6.3 Five committee members shall form a quorum of a meeting of the committee. If a quorum is not present within 40 minutes of the time set for the commencement of any committee meeting, that meeting shall continue without any formal votes, and non-attending members shall be advised in writing of the issues discussed at such meeting.
6.4 Whenever possible and practical, voting shall take place at committee meetings. When same is either not possible or impractical, voting may take place via email, WhatsApp or SMS on the same basis of majority vote.
7. Finances
7.1 All funds of the Association shall be deposited with a recognised banking institution and all monies received or collected by or on behalf of the MRA shall be paid into such account and payments therefrom shall require approval by the committee as determined in 6 above, either at a formal meeting or round robin decision. Signatories to the account will be the number as required by the relevant bank and members authorised thereto from time to time by the committee.
7.2 The committee shall cause proper accounts to be kept; which shall be reviewed independently by a duly qualified and registered accounting officer, at the end of each financial year.
7.3 The financial year of the Association shall end on the last day of June.
8. Notices
Notices shall be circulated by email to the last known email address of a member. Notices to members in general shall also be given by posting the notice on the MRA website.
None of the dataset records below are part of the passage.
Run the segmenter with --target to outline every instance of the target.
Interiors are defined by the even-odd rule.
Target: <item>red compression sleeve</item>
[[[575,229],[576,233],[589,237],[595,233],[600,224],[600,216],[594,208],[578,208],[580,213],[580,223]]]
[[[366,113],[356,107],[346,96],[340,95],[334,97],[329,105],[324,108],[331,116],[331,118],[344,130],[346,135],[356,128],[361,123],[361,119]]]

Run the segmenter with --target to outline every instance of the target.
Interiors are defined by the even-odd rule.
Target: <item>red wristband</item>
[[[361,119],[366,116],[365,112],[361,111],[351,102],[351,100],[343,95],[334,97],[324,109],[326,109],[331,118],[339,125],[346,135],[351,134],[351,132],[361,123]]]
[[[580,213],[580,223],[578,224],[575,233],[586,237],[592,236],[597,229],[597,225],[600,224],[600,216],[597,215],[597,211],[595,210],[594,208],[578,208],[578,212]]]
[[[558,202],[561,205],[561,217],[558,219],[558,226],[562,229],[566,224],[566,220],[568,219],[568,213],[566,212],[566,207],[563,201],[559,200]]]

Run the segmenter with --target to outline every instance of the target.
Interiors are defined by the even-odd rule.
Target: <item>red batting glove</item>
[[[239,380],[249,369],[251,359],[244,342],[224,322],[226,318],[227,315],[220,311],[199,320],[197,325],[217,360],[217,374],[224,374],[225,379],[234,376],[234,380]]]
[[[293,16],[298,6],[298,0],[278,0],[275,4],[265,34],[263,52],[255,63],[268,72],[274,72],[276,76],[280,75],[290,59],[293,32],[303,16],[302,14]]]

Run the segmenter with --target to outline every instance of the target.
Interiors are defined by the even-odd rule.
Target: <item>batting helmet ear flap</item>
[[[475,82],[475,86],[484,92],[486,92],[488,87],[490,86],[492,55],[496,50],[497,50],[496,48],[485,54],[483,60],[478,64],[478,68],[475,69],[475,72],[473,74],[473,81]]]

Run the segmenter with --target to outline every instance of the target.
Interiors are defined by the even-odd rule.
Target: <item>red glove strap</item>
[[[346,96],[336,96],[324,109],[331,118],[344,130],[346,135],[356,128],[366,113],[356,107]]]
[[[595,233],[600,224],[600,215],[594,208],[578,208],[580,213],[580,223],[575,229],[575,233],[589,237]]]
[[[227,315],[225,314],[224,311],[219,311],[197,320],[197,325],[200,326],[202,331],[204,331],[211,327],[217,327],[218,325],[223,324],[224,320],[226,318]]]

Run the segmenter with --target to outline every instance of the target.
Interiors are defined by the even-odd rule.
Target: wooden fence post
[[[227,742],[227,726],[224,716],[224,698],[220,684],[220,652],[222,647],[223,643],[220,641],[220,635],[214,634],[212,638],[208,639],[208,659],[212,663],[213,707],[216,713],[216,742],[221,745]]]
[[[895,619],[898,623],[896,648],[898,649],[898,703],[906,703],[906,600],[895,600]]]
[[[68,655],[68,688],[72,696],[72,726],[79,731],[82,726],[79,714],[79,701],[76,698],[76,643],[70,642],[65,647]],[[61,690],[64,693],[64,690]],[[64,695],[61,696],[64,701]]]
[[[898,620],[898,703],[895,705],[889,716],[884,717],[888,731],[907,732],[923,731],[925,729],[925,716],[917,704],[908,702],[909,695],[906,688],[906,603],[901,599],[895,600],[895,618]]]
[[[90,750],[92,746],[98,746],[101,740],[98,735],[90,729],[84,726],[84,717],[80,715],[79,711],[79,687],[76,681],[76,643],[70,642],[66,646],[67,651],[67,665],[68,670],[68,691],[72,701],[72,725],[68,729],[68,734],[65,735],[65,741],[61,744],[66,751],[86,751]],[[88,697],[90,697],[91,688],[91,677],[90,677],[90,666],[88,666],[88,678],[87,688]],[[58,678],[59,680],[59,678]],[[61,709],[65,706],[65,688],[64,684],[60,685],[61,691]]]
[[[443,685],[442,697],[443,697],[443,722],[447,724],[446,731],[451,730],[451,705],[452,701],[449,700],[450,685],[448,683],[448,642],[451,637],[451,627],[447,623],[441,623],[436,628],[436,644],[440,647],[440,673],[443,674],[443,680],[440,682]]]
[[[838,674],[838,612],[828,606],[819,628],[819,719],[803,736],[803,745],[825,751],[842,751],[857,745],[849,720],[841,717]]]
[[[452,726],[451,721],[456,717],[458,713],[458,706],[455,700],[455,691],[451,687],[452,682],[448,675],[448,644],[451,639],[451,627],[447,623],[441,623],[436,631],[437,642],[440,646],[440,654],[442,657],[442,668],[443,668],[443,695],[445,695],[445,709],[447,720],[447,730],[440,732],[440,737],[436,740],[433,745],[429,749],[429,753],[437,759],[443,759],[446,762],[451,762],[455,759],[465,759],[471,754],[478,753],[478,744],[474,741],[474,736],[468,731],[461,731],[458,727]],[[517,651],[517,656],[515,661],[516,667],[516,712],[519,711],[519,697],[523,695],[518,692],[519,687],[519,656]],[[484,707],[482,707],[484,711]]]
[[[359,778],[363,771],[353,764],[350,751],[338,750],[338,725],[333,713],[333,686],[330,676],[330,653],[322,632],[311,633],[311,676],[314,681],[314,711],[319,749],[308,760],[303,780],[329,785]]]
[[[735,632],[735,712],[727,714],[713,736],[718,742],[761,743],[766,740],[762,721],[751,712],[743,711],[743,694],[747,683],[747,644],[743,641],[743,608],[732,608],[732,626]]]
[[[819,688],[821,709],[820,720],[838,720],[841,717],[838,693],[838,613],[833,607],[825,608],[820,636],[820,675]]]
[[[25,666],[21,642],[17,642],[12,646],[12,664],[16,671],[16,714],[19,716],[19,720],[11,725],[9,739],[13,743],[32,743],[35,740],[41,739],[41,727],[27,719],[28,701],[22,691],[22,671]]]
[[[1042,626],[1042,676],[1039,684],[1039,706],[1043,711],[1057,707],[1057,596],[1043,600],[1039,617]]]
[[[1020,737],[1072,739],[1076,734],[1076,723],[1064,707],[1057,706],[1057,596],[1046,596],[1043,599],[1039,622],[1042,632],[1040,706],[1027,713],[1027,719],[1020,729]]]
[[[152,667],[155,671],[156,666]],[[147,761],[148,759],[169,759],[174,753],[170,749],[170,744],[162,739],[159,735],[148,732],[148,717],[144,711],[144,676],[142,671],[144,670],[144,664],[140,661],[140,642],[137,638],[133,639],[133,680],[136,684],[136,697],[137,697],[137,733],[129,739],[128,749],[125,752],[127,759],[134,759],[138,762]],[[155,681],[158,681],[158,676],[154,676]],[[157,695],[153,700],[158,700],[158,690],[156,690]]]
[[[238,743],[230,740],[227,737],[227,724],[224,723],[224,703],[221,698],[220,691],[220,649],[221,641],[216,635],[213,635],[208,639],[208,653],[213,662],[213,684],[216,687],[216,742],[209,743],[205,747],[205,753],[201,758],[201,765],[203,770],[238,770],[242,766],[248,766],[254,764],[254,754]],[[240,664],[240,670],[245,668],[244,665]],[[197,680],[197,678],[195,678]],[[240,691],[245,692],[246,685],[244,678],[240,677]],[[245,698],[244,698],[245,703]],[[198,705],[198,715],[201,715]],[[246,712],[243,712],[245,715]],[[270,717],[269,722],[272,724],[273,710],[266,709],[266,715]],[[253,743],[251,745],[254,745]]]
Failure of receipt of a notice shall not constitute grounds for requesting that a meeting be invalidated and the Association shall not be obliged to give any notice in hard copy format.
9. Indemnity
9.1 Subject to legislation, any member or member of the executive committee, and any other office bearer shall be indemnified by the Association for all authorized acts reasonably done by them in good faith on its behalf. It shall be the duty of the Association to pay all costs and expenses that any such person incurs or becomes liable for as a result of any contract entered into, or act done by him or her, in his or her capacity so acting on behalf of the Association.
9.2 Subject to legislation, no member or member of the executive committee, and any other office bearer shall be held liable for the acts, receipts, neglects or defaults of any other member or office bearer, or for any loss, damage or expense suffered by the Association, which occurs in the execution of an authorised duty on behalf of the Association, unless this arises as result of his or her dishonesty, or failure to exercise the required standard of care, diligence and skill.
10. Amendment of Constitution
Amendment of this constitution shall be affected only at an AGM or at a Special General Meeting convened for that purpose. The full text of any proposed amendment shall be published in the Notice of the Meeting. To pass such an amendment, a favourable vote of two-thirds of the members present at such meeting shall be necessary and the chairperson of the meeting shall not be empowered to exercise his or her casting vote for that purpose.
11. Dissolution of Association
Upon a resolution carried by the votes of two thirds of the members attending a Special General Meeting held for the purpose, the Association may be dissolved. In the event of such dissolution the funds of the Association and any other assets it may still have after all liabilities have been discharged shall be disposed of either to another body with similar aims and objects or to a charitable purpose, as the meeting may determine by a simple majority vote. In no circumstances whatsoever shall any assets of the Association be divided among its members, or paid over to any of them.